The case for eventual incorporation is similarly dubious when we consider the racial composition of elected bodies. The racial balance of American communities is in flux largely due to Asian and Latina/o immigration, which will continue to be the case into the forecastable future. Presently, Asian Americans and Latina/os make up 23 percent of the U.S. population and are the two fastest growing racial groups in the country. Members of these immigrant communities hold less than ten percent of all state legislative seats, and a similar fraction of seats in the 115th Congress. Taken together, these yawning gaps between presence in the population and representation in elected office strongly suggest that “time” alone may be an insufficient remedy for underrepresentation.
Moreover, for those who are living in the United States now, the current demographic makeup of state legislatures—which includes over 7500 elected seats nationally—raises doubts about their representative legitimacy.

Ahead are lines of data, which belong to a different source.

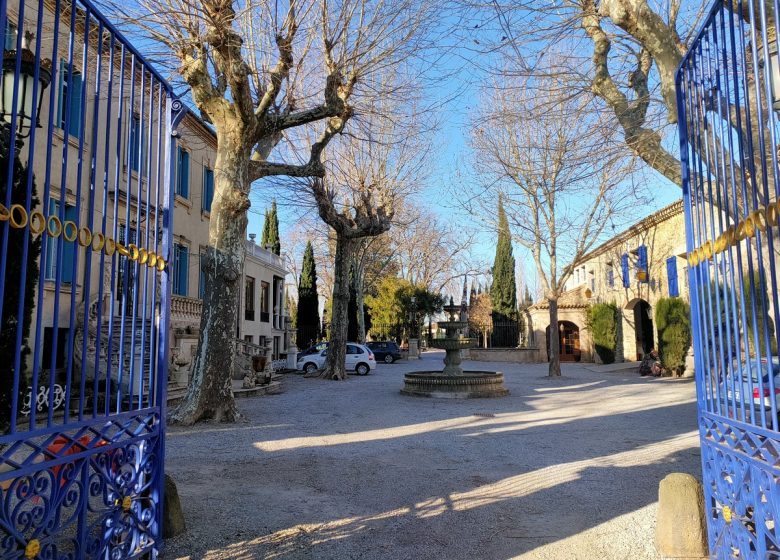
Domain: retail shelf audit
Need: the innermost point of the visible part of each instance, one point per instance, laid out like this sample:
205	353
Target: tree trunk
553	340
360	301
334	364
210	393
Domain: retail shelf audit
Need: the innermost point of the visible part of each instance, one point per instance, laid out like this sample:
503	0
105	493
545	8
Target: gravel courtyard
564	469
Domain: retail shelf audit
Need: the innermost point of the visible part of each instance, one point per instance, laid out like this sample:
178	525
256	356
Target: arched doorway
643	327
568	341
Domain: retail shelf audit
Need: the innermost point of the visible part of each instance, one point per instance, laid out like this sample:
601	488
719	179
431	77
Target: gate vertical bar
728	95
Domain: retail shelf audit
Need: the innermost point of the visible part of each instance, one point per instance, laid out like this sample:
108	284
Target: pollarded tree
308	315
559	191
273	230
367	178
260	71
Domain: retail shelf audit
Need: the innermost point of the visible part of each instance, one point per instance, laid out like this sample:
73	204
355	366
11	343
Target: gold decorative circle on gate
52	226
32	549
19	221
37	222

Asian American and Latina/o women and men typically have socioeconomic experiences, political perspectives and policy priorities that are distinct from that of their most likely descriptive representative—a White man. At the same time, state legislatures have been veritable policy engines for bills and resolutions related to immigration and immigrants in recent years. The National Council of State Legislatures reports that in 2015 state legislatures enacted 216 laws and passed 274 resolutions related to immigrants and immigration. Even as these bodies write, debate, and pass legislation targeting immigrant communities, Asian Americans and Latina/os are rarely in the room. Researchers increasingly point to the scarcity of female or racial minority candidates as a key explanatory factor, but seldom examine issues related to race and gender at the same time. As a result, the extant scholarship obscures the outsized effects that White men’s candidacies have in defining American elections, and overlooks the distinct challenges that women of color face in getting on the ballot.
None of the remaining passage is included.